Of all the animal products, seafood has one of the most consistently positive track records in the scientific literature.
Oily cold-water fish like trout and salmon offer some amazing health benefits, including lowering risk of heart attack, hypertension, obesity, and diabetes. The omega-3 fats EPA and DHA, which are abundant in these types of fish, have been shown to reduce inflammation, lower blood pressure, protect against some cancers (including breast), increase insulin sensitivity, and improve endothelial function. The high selenium content of these fish can also help protect against some cancers, enhance bone health, maintain thyroid health, reduce the risk of infection, and assist in DNA production, and protect the body from free radical damage. Salmon and any fish with a similar salmon-pink or orange color also contain the antioxidant astaxanthin, which helps reduce LDL oxidation, boosts HDL levels, and protects against skin damage.

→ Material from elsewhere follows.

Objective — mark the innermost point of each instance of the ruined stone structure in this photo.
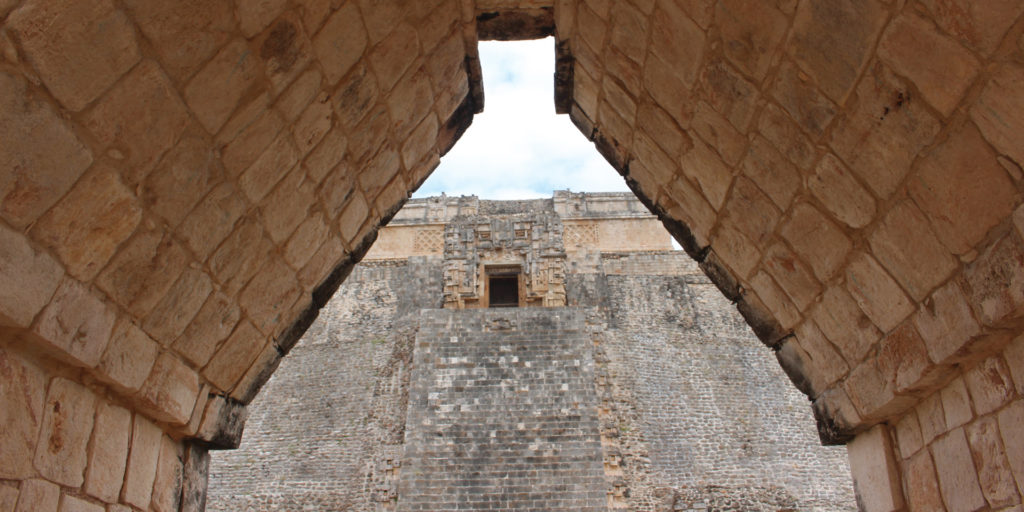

While whitefish might not get as much attention as omega-3-rich species, they still offer plenty of health benefits! In a meta-analysis of five prospective cohort studies, the high consumption of lean whitefish reduced the risk of stroke by 19% (which was even more than fatty fish intake, which reduced stroke risk by 12%). In Swedish women, three servings of lean fish per week reduced the risk of stroke by 33% compared to zero servings per week. And in Norwegian men, weekly lean fish consumption (including whitefish) was associated with lower risk of metabolic syndrome, lower triglyceride levels, and higher HDL cholesterol. A randomized crossover trial likewise found that simply adding 100 grams per day of whitefish (Namibia hake) to the diet significantly lowered waist circumference, diastolic blood pressure, and LDL levels! And, another trial found that eating 150 grams of cod per week caused significantly greater weight loss in young overweight adults, compared to a same-calorie diet without seafood.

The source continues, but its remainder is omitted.